How about a small more stand-alone password editing utility, bundled
with your tools?  Do you crunch all the tools together?  I assume you
do, and if so such a tool should represent a very small size increment
if you keep it simple.

> force login (i.e. libc) NOT to use hashed db files (which are monstruous -
> over 80kB), I'll be very thankful.
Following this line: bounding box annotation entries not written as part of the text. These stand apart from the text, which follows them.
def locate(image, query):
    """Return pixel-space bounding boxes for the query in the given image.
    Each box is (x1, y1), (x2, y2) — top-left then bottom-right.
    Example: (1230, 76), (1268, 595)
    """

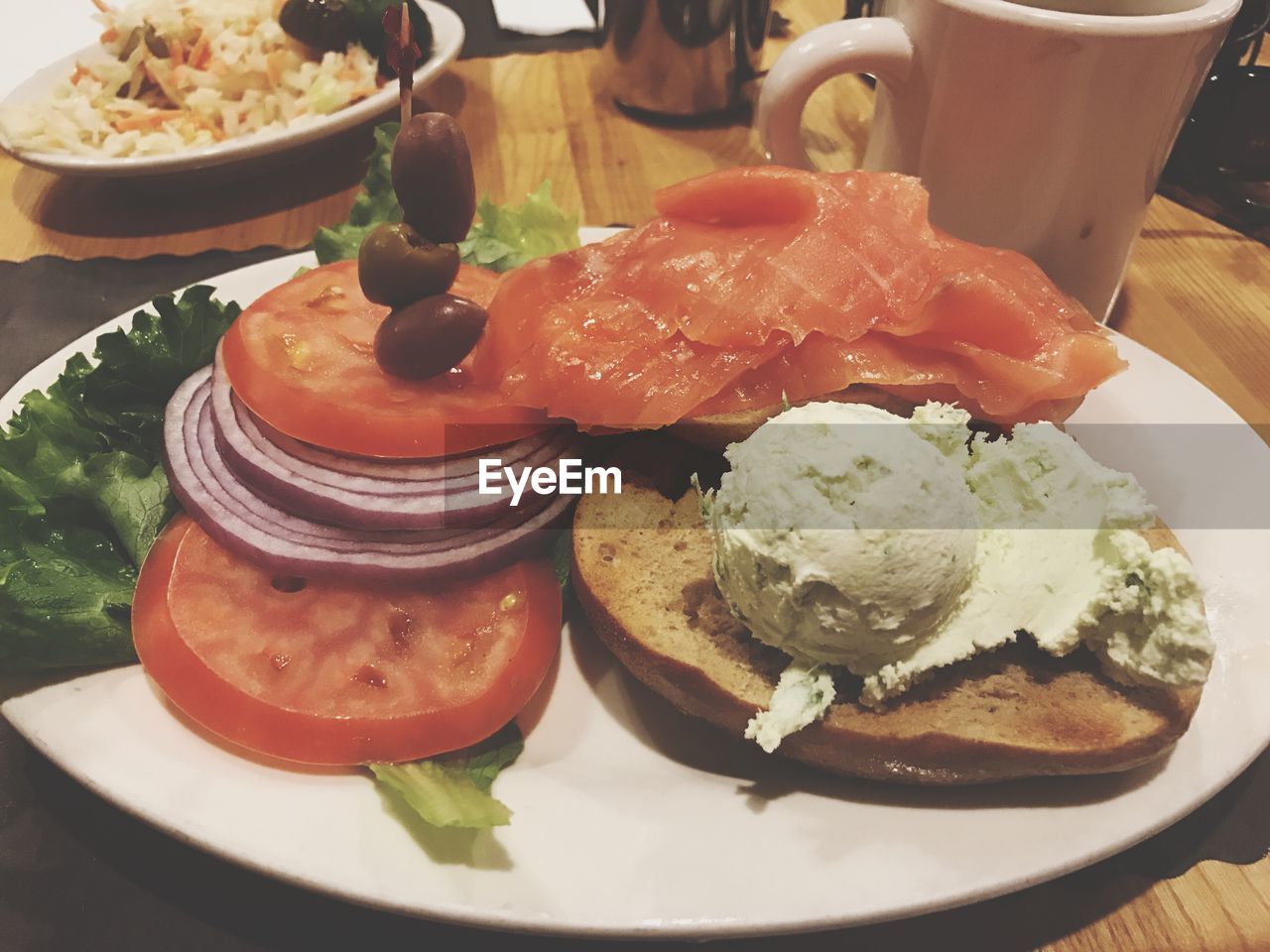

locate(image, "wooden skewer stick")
(398, 0), (414, 128)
I'd rather not use mfs, because it
> raises the memory footprint - this version would run quite well on machine
> with 5MB RAM. The second disadvantage is that kernel is kzip'ped and I
> cannot dset the changes from userconfig... pity :-(

There's always another possibility: Don't compile the kernel with
VISUAL_USERCONFIG, compile it with your own kernel config utility
(which you can patch into the chroot tree using the LOCAL_PATCHES
variable) which takes advantage of the fact that you're only compiling
a more limited GENERIC with "popular" cards and don't need to do so
much dialog with the user.  Once you have all the information you'd
like to "dset" into the kernel, as the very last thing in your own
userconfig function you'll write the data onto the floppy as a
/kernel.config file which contains lines like this:

	USERCONFIG
	port ed0 0x300
	flags ed0 0x4
	iomem ed0 0xcc000
	irq ed0 10
	disable ep0
	disable aha0
	quit

And next time the user boots, this will happen without manual
intervention.  Of course, you have to either figure out how to open a
file on the floppy device from within the kernel and do I/O to it
(messy) or you need to leave this data somewhere so that your init(8)
replacement can detect it and write it out upon coming up.